Il est ainsi consultant pour de grandes entreprises chimiques et pétrolières (dont Shell, Hewlett-Packard, Imperial Chemical Industries, parfois DuPont), ainsi que pour des institutions publiques britanniques (ministère de la Défense, services secrets) et des agences scientifiques américaines (NASA, National Oceanic and Atmospheric Administration). Son expertise est très reconnue et fortement appréciée dans les années 1960 et 1970, notamment pour la mesure de quantités infimes de composés chimiques. Cette activité lui apporte des revenus importants mais suscitera des reproches de conflits d'intérêt[4].

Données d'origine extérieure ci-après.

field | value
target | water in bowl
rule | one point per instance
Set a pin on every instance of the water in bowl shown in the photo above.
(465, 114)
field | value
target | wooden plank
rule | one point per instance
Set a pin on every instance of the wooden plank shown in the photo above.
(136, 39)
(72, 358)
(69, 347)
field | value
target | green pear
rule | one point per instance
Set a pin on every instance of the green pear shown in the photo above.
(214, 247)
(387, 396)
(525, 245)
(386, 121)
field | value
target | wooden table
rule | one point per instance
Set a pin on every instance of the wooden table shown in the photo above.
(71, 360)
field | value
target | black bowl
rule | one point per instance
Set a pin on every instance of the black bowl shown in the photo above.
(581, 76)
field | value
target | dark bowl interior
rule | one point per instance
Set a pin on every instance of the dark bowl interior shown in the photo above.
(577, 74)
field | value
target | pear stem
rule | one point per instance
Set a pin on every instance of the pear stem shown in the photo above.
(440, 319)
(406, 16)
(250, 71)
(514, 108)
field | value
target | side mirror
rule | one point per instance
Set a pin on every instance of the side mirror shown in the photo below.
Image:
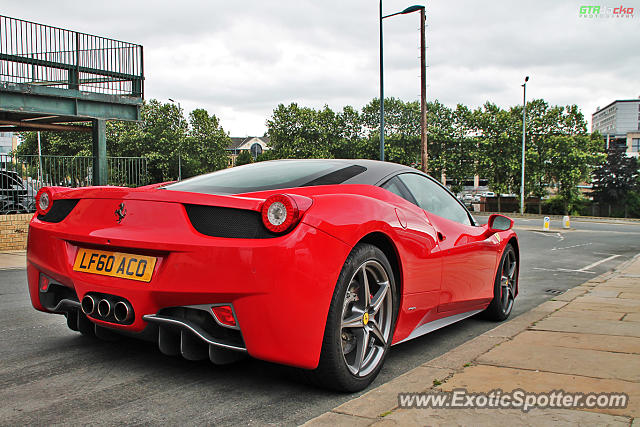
(499, 223)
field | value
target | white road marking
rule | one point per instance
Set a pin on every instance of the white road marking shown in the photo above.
(562, 270)
(570, 247)
(598, 263)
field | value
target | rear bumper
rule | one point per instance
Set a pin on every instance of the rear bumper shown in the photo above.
(280, 288)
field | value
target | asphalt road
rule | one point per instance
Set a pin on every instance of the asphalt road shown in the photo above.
(49, 374)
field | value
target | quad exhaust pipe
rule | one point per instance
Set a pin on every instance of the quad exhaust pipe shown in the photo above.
(88, 305)
(108, 308)
(122, 312)
(104, 308)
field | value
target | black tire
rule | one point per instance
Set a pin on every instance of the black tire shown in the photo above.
(341, 344)
(504, 286)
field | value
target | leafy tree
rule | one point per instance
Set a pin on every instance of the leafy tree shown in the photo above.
(498, 151)
(301, 132)
(67, 143)
(244, 158)
(401, 130)
(204, 149)
(616, 180)
(571, 161)
(267, 155)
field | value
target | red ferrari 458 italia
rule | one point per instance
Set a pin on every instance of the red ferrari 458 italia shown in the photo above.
(316, 264)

Premiers pas scientifiques : Mars et la Terre
Dans les années 1960, Lovelock était sous contrat avec la NASA et travaillait à mettre au point des instruments pour l'équipe chargée d'explorer les planètes, par des sondes. Il proposa alors l'analyse de l'atmosphère de Mars et soutint assez vite que s'il y avait une vie sur Mars, « il lui faudrait utiliser l'atmosphère pour y puiser des matières premières et évacuer ses déchets ; cela aboutirait à en modifier la composition »[5].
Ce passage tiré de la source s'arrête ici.